Figure 12: Process latency results for our Samza test.
Bringing it all together
Bringing all of our qualitative and quantitative results into a single table, we were able to easily identify the best streaming framework for the large-scale event processing necessary to support the growing real-time needs of our Adobe Experience Platform customers. Apache Flink was our platform of choice for the following reasons:
- The ability to handle backpressure plays a critical role in the stability of a streaming system. Flink provided excellent handling of backpressure compared to Spark streaming, for example, which has no ability to communicate back pressure to source component.
- Flink performed as well as or better than the other three frameworks in terms of its throughput and low latency and proved highly reliable. During our rigorous testing, Flink did not crash and provided excellent performance.
- Flink framework has good community support overall compared to the other frameworks we evaluated, which bodes well for its continued development and maintenance.
Table 3: Results combined to support decision-making.

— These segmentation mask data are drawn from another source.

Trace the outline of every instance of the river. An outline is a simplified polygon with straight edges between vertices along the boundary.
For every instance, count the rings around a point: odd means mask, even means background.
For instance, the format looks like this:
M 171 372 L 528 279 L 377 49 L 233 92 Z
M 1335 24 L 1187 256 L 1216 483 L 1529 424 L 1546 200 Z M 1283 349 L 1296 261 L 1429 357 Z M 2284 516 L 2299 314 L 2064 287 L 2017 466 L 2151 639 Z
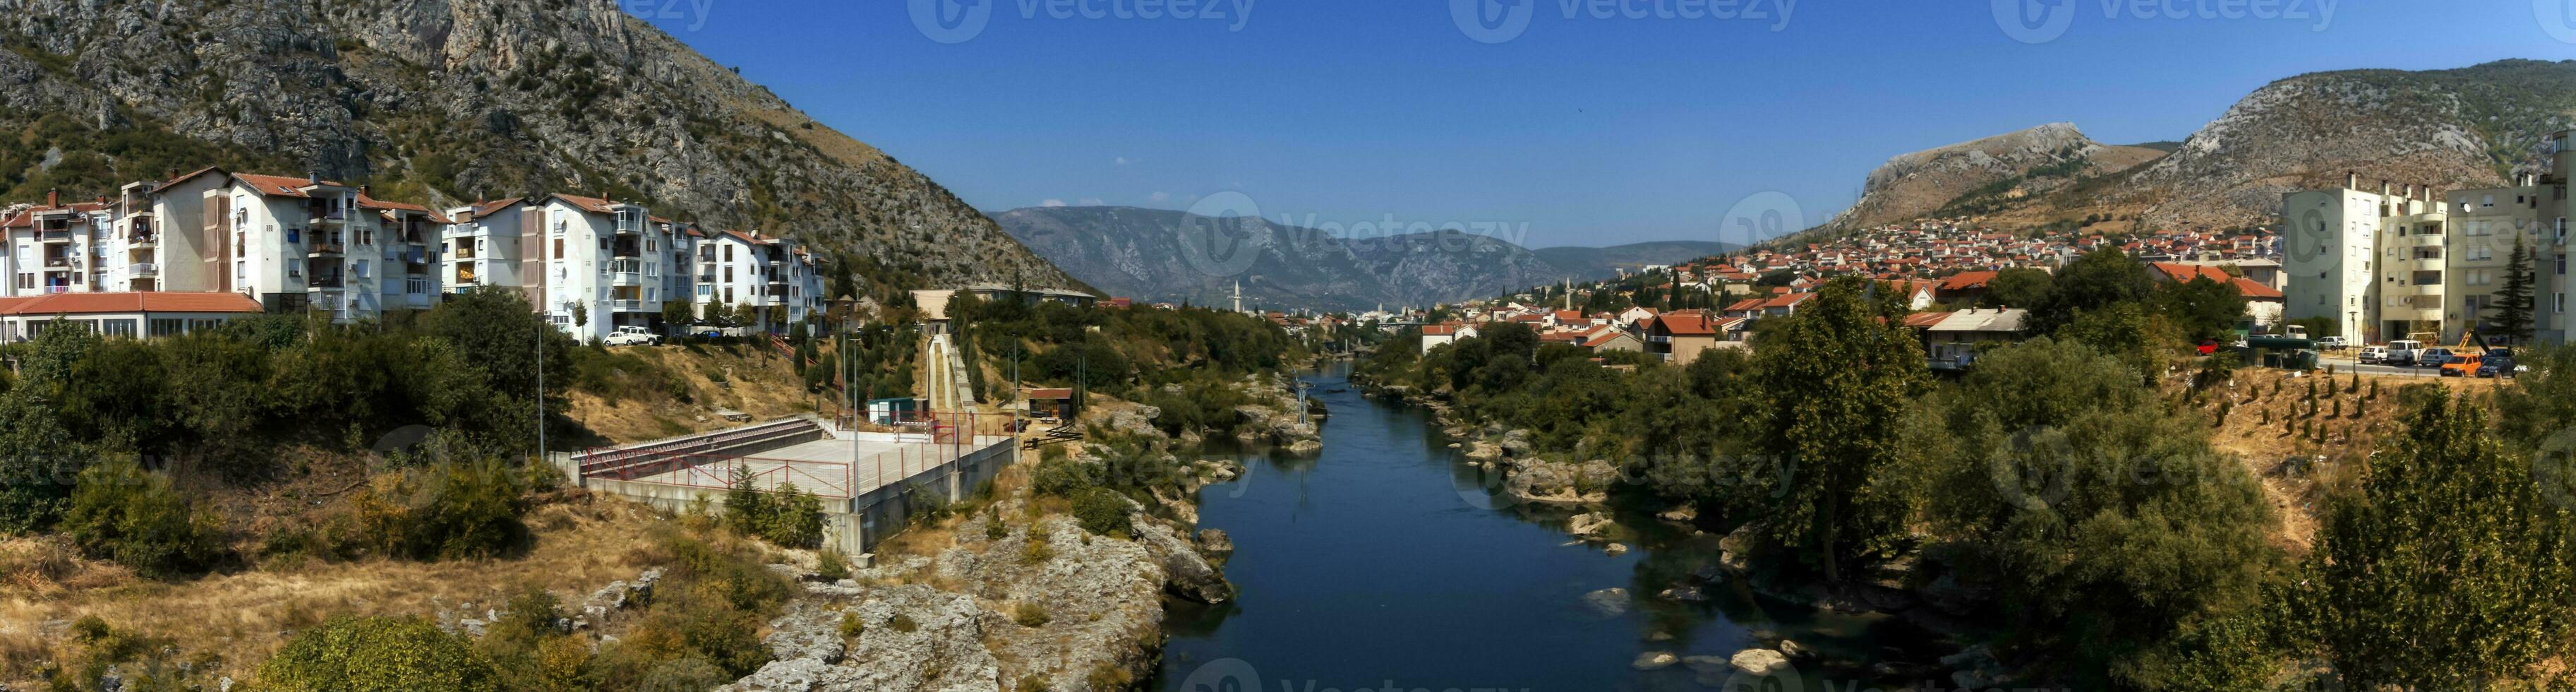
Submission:
M 1241 594 L 1171 608 L 1157 689 L 1709 690 L 1722 679 L 1632 663 L 1649 651 L 1724 657 L 1760 645 L 1760 633 L 1845 661 L 1921 660 L 1933 643 L 1889 618 L 1725 583 L 1704 602 L 1659 597 L 1715 559 L 1717 536 L 1629 507 L 1617 515 L 1643 534 L 1632 550 L 1578 543 L 1563 530 L 1571 512 L 1493 495 L 1424 412 L 1332 391 L 1345 387 L 1340 372 L 1307 379 L 1331 412 L 1323 451 L 1240 454 L 1241 478 L 1200 491 L 1200 526 L 1234 540 L 1225 571 Z M 1596 599 L 1614 607 L 1587 602 L 1612 588 L 1625 597 Z M 1797 673 L 1788 687 L 1866 677 L 1807 663 Z M 1891 682 L 1903 681 L 1860 687 Z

Adobe Experience Platform processes billions of events each day within Adobe Experience Cloud at more than 200,000 events per second. With so much data coming into the system, we knew we needed to find a better way to process it to support the growing real-time needs of Adobe Experience Platform customers. In order to build a streaming system capable of processing huge amounts of data in real-time, we needed to thoroughly evaluate our options for streaming frameworks.
We believe the evaluation methods we've described here offer a useful model for developer teams in other organizations tasked with choosing a framework that will help them meet the challenges inherent in processing streaming events at high scale.